Rob McNamara, a leadership coach, co-founder of Delta Development, and author of The Elegant Self, a book that taps into adult stages of developmental thinking, has his own theory on how to rekindle creativity. He cites Robert Kegan, a developmental psychologist and author of In Over Our Heads, as one of the main influences in his work. According to Kegan’s theories, there are six stages of development, from infancy through adulthood.
Between the developmental stages are five levels of meaning-making. Being able to bridge the gap between levels determines your own level of identity development. Most adults fall in or between stages 3 and 4; the space between beingidentified with interpersonal relationships and guided by a personally tailored integrity. Being able to bridge into higher levels is where creativity and original thinking really kick in. Unfortunately, it’s hard work to get to level 4, where you can rely on your inner voice; only the select few ever make it to level 5, where you can actually incite conflict to enhance creativity, not just defend yourself.
But don’t despair! You don’t have to linger in level 3 with the rest of the world. Follow McNamara’s 5-step system and see if your creative juices start flowing a little freer.
1. Put yourself in relationships with people who are creative.
New cultures and new relationships give you “permission” to think differently. Consider it peer pressure, in a good way.
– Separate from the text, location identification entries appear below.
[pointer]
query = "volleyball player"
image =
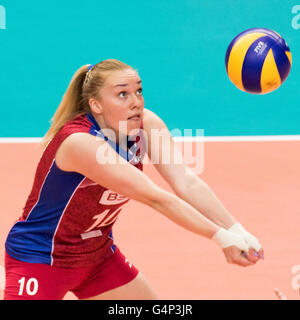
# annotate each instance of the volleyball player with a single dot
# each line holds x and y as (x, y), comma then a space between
(63, 241)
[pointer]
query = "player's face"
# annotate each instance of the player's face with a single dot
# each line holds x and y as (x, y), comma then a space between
(122, 102)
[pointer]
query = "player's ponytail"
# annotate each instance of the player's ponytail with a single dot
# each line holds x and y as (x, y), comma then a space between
(71, 104)
(85, 84)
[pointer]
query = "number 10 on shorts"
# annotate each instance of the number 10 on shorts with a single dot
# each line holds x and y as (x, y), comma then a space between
(31, 286)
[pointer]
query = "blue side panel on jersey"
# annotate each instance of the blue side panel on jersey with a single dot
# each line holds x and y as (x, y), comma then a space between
(113, 247)
(31, 240)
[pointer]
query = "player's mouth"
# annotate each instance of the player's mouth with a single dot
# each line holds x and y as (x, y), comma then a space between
(135, 117)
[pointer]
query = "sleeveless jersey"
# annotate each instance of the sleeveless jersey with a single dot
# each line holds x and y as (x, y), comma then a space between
(67, 219)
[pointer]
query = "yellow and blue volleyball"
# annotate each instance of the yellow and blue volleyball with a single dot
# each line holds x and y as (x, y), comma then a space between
(258, 60)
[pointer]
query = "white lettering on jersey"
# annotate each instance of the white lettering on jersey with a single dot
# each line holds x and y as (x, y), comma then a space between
(104, 218)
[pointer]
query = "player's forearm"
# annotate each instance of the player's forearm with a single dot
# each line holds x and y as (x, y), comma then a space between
(199, 195)
(183, 214)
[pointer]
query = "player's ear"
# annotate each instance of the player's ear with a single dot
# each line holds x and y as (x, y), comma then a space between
(95, 106)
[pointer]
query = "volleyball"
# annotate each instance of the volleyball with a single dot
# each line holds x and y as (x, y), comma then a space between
(258, 60)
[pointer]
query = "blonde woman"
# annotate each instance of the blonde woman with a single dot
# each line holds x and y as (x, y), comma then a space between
(90, 167)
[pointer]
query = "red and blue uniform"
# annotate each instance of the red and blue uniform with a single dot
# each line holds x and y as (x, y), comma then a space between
(67, 220)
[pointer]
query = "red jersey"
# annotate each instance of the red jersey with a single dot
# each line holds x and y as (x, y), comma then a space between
(67, 220)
The modeling behavior is external, but the internal change happens subtly, and invisibly.
Reflect upon yourself. There is no substitute for this. Recognizing your thoughts makes you objective about what’s stuck (or not) inside you. When thoughts become objects in your attention, you can (slowly) leave their influence behind and change. Journals don’t have to be written. They can be voice mails to yourself, private videos, even sketches. It’s your story to tell the way you want.
Adults by and large are defined by their narrative identity. What you tell about yourself is what others assume. Meditation helps you achieve more open, mindful awareness, separating you from the narrative that you constantly play. It helps free you from the everyday contours of your mind, so that ultimately, the narrative stops and, similar to the effects of journaling, you’re able to shift into new ways of thinking and being. Just as a toddler learns to control his impulses by listening to his parents, and later on, to the voice of his parents in his own mind, an adult begins to hear his inner authority, and is more confident to follow his own creative path.
4. Vary your work.
Pick up projects that you don’t know how to do well. Challenge yourself. And play as you work. The same old-same old will too often give you the predicted results, that eventually are going to feel stale and out of touch. New problems yield more creativity. And with your newfound creativity, new answers can be lived.
5. Go back to step 1.
We all get stymied at times. Start over. Keep pushing the limits. That’s what makes –and keeps – you creative.